Amigos do Fingidor

sexta-feira, 14 de abril de 2023

Terra em transe: a história como metáfora 2/3

 Zemaria Pinto

 

O filme – um resumo. O filme tem início no palácio de Vieira, governador de Alecrim. Uma crise política está instaurada. O presidente Fernandez pede a renúncia de Vieira. Paulo Martins, assessor deste, defende a resistência armada. Vieira, demagogo até consigo mesmo, derrama-se em frases de efeito, como “o sangue das massas é sagrado” (p. 288). Por fim, dita a Sara uma carta-renúncia, que é um primor de clichê, concluindo:

 

Entrego meu caminho a Deus e espero que Deus, mais uma vez, abençoe Eldorado com a sua graça divina, lançando nos corações humanos o amor que tudo une (p. 288).

 

Paulo fecha essa cena, gritando, em tom debochado: “Está vendo, Sara, quem era o nosso líder? O nosso grande líder?” A cena seguinte mostra Paulo e Sara dentro de um automóvel. Paulo, ao volante, continua falando da fraqueza de Vieira, e a defender a resistência armada, com a qual Sara não concorda, argumentando lucidamente que “não precisamos de heróis”. Paulo responde de uma maneira inusitada: “Precisamos resistir, resistir! E eu preciso cantar!... Eu preciso cantar!...” Essa fala de Paulo, deixa entrever sua angústia entre a necessidade da luta política e a necessidade da arte – ele ao meio, dilacerado. Nesse momento, eles passam sem parar por uma barreira policial; os policiais os perseguem, atirando. Paulo é ferido. A partir deste ponto, estamos entregues ao delírio de Paulo. Ainda ao volante, ele declama:

 

Não é mais possível esta festa de medalhas,

este feliz aparato de glórias,

esta esperança dourada nos planaltos!

Não é mais possível esta festa de bandeiras

com Guerra e Cristo na mesma posição!

Assim não é possível,

a ingenuidade da fé, a impotência da fé... (p. 289-290)

 

A cena seguinte é emblemática: Paulo, andando com dificuldade pelas dunas, com uma metralhadora nas mãos. Na tela, excertos de um poema de Mário Faustino. Em off, a voz de Paulo, sempre em tom declamatório:

 

Estou morrendo agora, nesta hora.

Estou morrendo neste tempo

Estou correndo meu sangue e minhas lágrimas. (p. 290)

 

Pontuado por fragmentos de poemas de Paulo Martins, tem início o flashback que se estende até o final da película. Paulo começa a repassar sua vida, sem precisar desde quando, lembrando-se de Dom Porfírio Diaz, seu ex-mentor, desfilando em carro aberto, com um crucifixo e uma bandeira negra, numa associação eloquente com o fascismo. Na sequência, a representação mítica do início de tudo: empunhando a bandeira negra, Diaz chega do mar, com um padre e um “conquistador português”, interpretado por um conhecido participante de desfiles carnavalescos, Clovis Bornay, vestido como se fora entrar em uma passarela de fevereiro ou março. Eles são recebidos por um nativo também vestido de forma espalhafatosa.  Deliberadamente, o filme brinca com esses níveis de representação. A “primeira missa”, como ficou conhecida essa cena, é uma farsa deliberada, como a afirmar que a história de Eldorado cabe num desfile de escola de samba.

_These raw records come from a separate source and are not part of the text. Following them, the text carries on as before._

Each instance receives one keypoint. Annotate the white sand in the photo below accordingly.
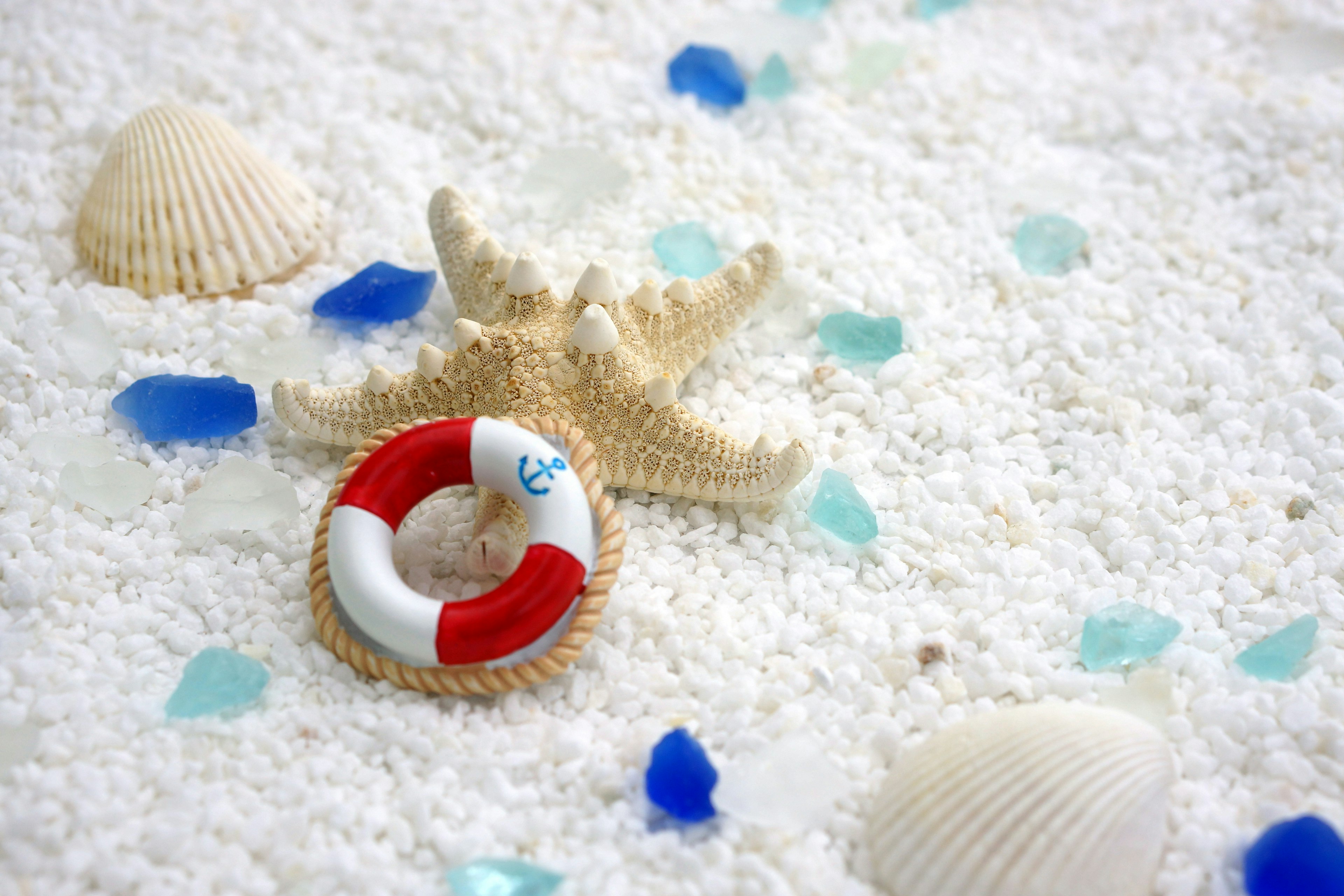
(1142, 424)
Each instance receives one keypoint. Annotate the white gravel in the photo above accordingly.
(1134, 429)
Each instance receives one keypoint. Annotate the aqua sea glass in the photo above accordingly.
(214, 681)
(804, 8)
(502, 878)
(873, 64)
(687, 250)
(680, 778)
(1126, 633)
(379, 295)
(1276, 657)
(1045, 242)
(1299, 858)
(710, 75)
(861, 338)
(934, 8)
(840, 510)
(189, 407)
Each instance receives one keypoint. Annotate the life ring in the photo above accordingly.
(539, 465)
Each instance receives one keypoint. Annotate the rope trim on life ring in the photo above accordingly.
(476, 679)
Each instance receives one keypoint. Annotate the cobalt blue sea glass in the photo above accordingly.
(680, 778)
(710, 75)
(1299, 858)
(189, 407)
(379, 295)
(217, 680)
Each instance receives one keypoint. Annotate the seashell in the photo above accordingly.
(183, 205)
(1037, 801)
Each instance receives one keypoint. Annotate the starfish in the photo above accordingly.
(608, 366)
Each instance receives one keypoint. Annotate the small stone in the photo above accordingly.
(502, 878)
(840, 510)
(111, 489)
(773, 81)
(217, 680)
(710, 75)
(1276, 657)
(261, 362)
(680, 778)
(89, 346)
(58, 449)
(238, 496)
(1300, 507)
(791, 784)
(1046, 242)
(873, 64)
(934, 8)
(804, 8)
(189, 407)
(1299, 858)
(1123, 633)
(1148, 695)
(379, 295)
(562, 181)
(18, 745)
(687, 250)
(861, 338)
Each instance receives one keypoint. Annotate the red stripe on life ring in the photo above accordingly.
(512, 616)
(411, 468)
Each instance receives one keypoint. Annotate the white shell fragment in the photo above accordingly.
(526, 277)
(647, 298)
(503, 265)
(430, 362)
(682, 292)
(597, 284)
(1037, 801)
(379, 381)
(465, 334)
(183, 205)
(660, 391)
(595, 332)
(488, 252)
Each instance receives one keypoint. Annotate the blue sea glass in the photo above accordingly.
(859, 338)
(804, 8)
(680, 778)
(1276, 657)
(773, 83)
(217, 680)
(840, 510)
(687, 250)
(1299, 858)
(934, 8)
(1045, 242)
(1124, 633)
(379, 295)
(189, 407)
(710, 75)
(502, 878)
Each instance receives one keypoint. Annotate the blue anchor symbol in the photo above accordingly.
(542, 468)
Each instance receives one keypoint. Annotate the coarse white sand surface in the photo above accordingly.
(1132, 429)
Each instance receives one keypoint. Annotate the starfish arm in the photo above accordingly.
(349, 415)
(457, 238)
(679, 453)
(683, 334)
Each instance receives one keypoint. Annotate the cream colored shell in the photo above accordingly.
(183, 205)
(1035, 801)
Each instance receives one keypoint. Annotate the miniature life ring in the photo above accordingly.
(521, 618)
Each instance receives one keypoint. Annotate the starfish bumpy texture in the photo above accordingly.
(609, 366)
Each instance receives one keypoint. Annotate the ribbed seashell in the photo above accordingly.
(183, 205)
(1035, 801)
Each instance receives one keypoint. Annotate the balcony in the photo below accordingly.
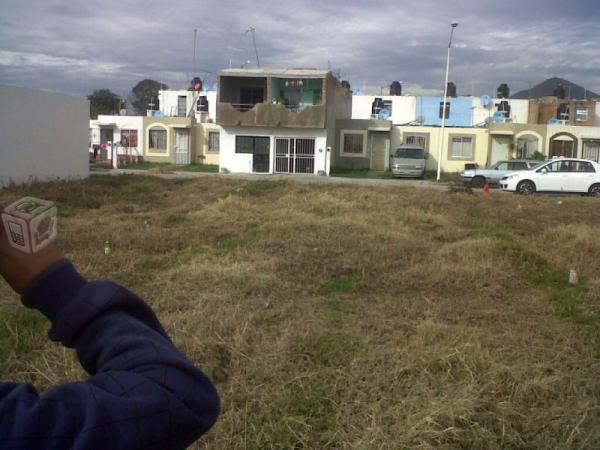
(271, 115)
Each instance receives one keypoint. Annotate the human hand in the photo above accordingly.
(19, 268)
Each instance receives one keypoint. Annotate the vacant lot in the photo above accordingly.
(348, 317)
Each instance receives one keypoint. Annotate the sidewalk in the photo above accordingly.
(297, 178)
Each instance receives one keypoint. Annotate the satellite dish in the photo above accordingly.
(498, 117)
(384, 114)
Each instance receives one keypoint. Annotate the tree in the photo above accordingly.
(144, 92)
(103, 101)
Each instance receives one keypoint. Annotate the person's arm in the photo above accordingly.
(142, 393)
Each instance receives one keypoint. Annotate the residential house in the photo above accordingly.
(44, 135)
(279, 121)
(124, 134)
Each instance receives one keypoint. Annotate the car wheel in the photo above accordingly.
(594, 190)
(526, 187)
(478, 182)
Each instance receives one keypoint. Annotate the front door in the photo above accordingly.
(295, 155)
(500, 150)
(379, 148)
(182, 146)
(261, 155)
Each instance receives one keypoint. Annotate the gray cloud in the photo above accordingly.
(76, 47)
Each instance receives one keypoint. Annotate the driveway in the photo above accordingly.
(298, 178)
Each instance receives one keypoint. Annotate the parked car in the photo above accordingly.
(493, 174)
(408, 161)
(557, 175)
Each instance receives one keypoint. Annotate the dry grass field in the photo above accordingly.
(342, 317)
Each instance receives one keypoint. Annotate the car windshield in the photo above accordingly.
(411, 153)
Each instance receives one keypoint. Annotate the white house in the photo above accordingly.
(123, 133)
(43, 135)
(183, 103)
(279, 121)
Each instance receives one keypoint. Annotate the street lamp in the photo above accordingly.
(452, 27)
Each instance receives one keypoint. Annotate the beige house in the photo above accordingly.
(368, 144)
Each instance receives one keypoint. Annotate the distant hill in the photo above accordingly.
(546, 88)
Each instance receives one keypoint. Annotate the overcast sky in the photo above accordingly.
(78, 46)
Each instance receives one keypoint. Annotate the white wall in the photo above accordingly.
(121, 123)
(43, 135)
(403, 107)
(519, 110)
(168, 102)
(242, 162)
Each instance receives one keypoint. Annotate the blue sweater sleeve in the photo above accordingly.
(142, 392)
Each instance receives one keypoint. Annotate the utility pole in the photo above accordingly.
(252, 31)
(194, 67)
(445, 106)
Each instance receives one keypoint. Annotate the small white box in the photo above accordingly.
(30, 224)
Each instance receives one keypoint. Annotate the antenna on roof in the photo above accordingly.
(195, 33)
(252, 31)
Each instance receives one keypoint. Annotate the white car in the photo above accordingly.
(557, 175)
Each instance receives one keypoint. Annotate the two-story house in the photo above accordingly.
(279, 121)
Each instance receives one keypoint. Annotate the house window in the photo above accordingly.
(419, 140)
(526, 146)
(447, 112)
(182, 106)
(252, 144)
(202, 104)
(157, 138)
(591, 150)
(581, 114)
(379, 104)
(353, 143)
(129, 138)
(461, 147)
(213, 141)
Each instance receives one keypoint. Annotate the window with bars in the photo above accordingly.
(461, 147)
(213, 141)
(581, 114)
(591, 150)
(129, 138)
(157, 140)
(353, 144)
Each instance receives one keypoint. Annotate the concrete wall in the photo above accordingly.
(118, 123)
(168, 103)
(519, 110)
(242, 162)
(480, 153)
(340, 161)
(43, 135)
(201, 133)
(170, 124)
(460, 111)
(403, 107)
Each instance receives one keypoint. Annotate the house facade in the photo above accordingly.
(120, 135)
(279, 121)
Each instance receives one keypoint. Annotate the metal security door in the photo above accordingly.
(182, 147)
(294, 155)
(283, 152)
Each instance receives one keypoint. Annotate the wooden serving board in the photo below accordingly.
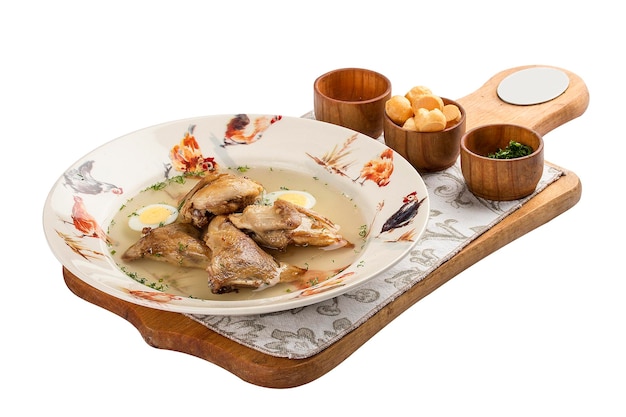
(177, 332)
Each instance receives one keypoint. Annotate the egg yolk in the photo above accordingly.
(294, 198)
(154, 215)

A próxima lembrança mostra o rompimento entre Paulo e Diaz, logo após a eleição deste para o senado. Paulo está cansado de seguir Diaz, e parece querer retornar à poesia. Uma personagem, Sílvia, poderia ser o pivô da decisão, pois ficamos sem saber com qual dos dois ela se relaciona. Talvez, com ambos.

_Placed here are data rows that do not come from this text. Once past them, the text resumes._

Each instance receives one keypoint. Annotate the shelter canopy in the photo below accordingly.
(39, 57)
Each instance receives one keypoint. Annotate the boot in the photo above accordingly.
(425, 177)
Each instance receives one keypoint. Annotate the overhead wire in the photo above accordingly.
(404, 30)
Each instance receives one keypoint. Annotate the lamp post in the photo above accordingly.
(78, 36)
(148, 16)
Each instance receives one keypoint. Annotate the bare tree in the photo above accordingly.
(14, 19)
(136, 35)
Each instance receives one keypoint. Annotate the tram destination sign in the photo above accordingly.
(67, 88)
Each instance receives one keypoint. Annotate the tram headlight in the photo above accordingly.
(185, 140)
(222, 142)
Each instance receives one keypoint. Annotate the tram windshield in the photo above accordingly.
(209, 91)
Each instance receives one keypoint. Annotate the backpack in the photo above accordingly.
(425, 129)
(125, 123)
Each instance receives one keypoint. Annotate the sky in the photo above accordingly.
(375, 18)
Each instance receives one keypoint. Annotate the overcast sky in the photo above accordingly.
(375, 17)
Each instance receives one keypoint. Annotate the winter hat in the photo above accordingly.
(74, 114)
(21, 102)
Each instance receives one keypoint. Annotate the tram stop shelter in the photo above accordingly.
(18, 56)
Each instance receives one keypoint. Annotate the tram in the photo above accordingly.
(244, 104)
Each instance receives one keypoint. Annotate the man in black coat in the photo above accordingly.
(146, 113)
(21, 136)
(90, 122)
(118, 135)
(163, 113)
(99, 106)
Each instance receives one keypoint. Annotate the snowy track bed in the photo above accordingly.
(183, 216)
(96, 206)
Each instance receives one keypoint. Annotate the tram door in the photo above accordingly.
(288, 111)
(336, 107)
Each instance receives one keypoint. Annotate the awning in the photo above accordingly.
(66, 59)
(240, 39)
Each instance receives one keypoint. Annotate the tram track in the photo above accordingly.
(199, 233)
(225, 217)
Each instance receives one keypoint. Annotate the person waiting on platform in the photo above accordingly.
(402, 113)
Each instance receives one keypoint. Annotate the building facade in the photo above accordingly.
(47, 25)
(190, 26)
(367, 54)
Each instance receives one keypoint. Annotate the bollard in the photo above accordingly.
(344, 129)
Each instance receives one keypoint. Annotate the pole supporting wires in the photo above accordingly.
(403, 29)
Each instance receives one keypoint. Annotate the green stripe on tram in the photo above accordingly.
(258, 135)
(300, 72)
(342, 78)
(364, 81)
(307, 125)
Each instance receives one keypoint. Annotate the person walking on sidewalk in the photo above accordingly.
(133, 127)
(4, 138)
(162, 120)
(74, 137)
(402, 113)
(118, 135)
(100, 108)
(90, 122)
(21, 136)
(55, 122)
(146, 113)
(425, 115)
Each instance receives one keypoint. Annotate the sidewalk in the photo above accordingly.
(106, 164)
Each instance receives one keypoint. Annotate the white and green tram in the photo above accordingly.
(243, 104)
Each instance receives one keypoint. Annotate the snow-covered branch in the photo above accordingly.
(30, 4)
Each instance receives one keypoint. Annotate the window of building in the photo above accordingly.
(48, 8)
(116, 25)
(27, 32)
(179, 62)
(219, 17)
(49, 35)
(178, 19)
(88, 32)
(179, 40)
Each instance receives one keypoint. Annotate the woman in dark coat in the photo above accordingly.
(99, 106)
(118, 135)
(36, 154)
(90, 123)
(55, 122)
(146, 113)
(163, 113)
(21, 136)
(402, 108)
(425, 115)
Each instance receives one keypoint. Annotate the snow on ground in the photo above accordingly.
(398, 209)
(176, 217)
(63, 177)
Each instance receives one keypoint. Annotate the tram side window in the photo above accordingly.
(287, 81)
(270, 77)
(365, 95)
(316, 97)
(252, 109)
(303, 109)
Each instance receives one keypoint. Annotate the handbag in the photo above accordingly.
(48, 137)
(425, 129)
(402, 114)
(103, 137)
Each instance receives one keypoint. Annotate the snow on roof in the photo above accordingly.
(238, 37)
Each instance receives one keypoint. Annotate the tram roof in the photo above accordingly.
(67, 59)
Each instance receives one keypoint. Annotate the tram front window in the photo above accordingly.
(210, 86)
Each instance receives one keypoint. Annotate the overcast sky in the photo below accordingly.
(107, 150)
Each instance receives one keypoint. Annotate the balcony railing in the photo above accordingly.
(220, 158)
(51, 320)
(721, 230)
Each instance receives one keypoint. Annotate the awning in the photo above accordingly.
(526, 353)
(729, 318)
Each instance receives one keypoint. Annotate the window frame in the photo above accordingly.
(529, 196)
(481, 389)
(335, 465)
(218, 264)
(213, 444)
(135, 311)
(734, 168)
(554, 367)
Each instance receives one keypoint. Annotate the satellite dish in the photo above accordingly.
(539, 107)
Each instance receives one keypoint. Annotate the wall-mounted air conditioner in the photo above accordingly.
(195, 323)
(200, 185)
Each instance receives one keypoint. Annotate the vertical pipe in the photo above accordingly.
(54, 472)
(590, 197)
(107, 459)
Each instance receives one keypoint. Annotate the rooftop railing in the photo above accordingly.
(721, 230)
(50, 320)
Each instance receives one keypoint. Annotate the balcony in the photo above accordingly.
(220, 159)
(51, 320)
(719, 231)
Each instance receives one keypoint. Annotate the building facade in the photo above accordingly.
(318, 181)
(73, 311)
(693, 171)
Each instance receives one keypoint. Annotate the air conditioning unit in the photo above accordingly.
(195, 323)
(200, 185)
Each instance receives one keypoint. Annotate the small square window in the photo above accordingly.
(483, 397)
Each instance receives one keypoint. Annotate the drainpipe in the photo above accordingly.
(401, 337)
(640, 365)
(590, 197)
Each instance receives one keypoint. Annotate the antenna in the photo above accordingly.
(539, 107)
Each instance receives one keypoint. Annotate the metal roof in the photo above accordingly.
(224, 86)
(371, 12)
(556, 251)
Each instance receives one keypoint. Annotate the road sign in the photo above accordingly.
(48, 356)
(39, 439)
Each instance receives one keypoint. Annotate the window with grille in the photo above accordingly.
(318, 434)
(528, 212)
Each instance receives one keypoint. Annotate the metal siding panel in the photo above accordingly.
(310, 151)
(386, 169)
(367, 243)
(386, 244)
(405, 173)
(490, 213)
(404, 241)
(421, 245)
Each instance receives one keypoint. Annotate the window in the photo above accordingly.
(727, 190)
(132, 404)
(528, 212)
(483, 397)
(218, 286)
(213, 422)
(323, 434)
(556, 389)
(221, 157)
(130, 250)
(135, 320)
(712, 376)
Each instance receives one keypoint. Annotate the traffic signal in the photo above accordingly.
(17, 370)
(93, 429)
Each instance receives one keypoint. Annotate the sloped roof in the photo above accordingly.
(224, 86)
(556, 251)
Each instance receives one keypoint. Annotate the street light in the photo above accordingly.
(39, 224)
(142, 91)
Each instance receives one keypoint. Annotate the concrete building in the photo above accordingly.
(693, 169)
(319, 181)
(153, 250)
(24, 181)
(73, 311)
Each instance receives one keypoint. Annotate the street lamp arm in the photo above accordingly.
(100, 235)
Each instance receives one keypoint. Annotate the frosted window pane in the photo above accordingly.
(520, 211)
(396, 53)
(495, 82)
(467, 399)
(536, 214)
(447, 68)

A cena seguinte mostra a nova vida de Paulo Martins, em Alecrim, na redação do jornal Aurora Livre. O nome do jornal, aliás, merece uma reflexão: em tempos de censura, um jornal com esse título, um tanto romântico, é uma clara ironia. É o primeiro encontro entre Paulo e Sara. Aqui, temos algo curioso, que funciona como um libelo antinaturalista: a entrada de Sara é mostrada duas vezes, em planos separados e distintos, como a enfatizar a importância daquele acontecimento. Sara mostra a Paulo fotografias de crianças em estado de penúria, fala em crianças sem escolas, hospitais repletos, donativos insuficientes; diz que é preciso fazer alguma coisa, ao que Paulo contrapõe: “Precisamos de um líder político, isto sim...” (p. 293) O passo seguinte é contatar Dom Felipe Vieira, o candidato a ser articulado pelos dois. Nesse encontro, regado a vinho, começa também a intimidade entre Paulo e Sara.

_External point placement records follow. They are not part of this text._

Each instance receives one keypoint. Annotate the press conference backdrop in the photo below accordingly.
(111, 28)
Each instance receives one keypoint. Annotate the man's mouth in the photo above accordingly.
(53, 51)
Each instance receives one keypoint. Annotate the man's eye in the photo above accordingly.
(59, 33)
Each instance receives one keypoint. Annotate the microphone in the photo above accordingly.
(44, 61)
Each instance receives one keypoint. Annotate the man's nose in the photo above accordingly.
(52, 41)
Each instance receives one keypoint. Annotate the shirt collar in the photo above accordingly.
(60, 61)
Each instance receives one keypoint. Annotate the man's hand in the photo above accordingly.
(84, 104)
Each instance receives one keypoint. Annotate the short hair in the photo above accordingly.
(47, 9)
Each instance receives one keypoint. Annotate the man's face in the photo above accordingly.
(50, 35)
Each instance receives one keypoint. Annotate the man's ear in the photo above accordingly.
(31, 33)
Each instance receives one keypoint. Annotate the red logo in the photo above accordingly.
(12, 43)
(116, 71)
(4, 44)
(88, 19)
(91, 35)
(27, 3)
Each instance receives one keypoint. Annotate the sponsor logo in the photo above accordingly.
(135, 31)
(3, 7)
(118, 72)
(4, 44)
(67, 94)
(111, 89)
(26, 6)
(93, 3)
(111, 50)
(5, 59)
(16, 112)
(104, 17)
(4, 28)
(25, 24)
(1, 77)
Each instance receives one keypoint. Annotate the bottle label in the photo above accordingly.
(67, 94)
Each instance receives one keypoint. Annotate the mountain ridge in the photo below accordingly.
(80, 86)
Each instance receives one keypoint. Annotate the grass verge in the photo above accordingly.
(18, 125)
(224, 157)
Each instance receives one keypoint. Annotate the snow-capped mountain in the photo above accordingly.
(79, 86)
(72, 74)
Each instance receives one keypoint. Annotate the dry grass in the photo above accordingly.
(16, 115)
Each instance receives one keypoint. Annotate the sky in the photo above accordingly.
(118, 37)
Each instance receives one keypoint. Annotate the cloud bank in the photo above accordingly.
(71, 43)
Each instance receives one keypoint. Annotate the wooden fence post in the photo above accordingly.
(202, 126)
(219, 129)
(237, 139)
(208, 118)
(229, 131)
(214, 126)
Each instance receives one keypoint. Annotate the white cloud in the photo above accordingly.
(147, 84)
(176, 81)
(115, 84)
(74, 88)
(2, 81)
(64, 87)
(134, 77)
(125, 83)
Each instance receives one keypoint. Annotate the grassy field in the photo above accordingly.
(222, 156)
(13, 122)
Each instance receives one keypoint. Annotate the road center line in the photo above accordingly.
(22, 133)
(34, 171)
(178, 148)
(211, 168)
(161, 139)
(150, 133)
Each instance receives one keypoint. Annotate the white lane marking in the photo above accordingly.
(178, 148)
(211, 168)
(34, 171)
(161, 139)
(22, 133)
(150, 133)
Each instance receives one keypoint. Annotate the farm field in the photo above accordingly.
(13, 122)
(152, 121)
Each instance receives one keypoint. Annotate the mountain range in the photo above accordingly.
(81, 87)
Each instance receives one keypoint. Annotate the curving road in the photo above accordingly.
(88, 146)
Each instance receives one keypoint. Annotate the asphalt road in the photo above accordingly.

É importante observar que Paulo e Sara não são paladinos a serviço de um sonho de justiça social. Estão, sim, ligados a uma entidade jamais nominada no filme, historicamente identificada com o Partido Comunista Brasileiro – o “Partidão”. Trabalhando nos bastidores da ilegalidade, o PCB apoiava líderes populistas, como um estágio necessário para chegar ao poder por moto próprio. Por outro lado, a relação entre Paulo e Sara metaforiza a crise vivida pela esquerda brasileira, dividida entre a luta armada e a resistência pacífica.

A sequência de cenas mostra flagrantes da campanha de Vieira, até que Paulo nos informa, em off, que Vieira vencera as eleições; entretanto, Paulo se pergunta “como responderia o governador eleito às promessas do candidato?” (p. 295). A resposta vem logo em seguida: uma concentração de camponeses revoltados, pois estão tentando tomar-lhes as terras, que ocupam há mais de 20 anos. Felício, o líder, falando com Vieira, ameaça resistir:

 

A gente acredita no sinhô, mas se a Justiça decidir que a gente deve deixar as terra, a gente morre mas num deixa não! (p. 296)

 

Paulo tenta intervir, pedindo “respeito” ao governador. Os dois discutem, Paulo agride Felício, derruba-o no chão. O povo se agita, mas é contido pela força policial. A voz de Felício ecoa: “Doutor Paulo, o sinhô era meu amigo!” (p. 296). Na cena seguinte, na casa de Paulo, ele discursa para Sara, bêbado, analisando o comportamento do “povo”, a partir da figura de Felício:

 

E eu fui lá, bati num pobre camponês porque ele me ameaçou... (...) Mas ele era tão covarde e tão servil! E eu queria provar que ele era covarde e servil... A fraqueza... gente fraca... sempre... gente fraca e com medo... (p. 297)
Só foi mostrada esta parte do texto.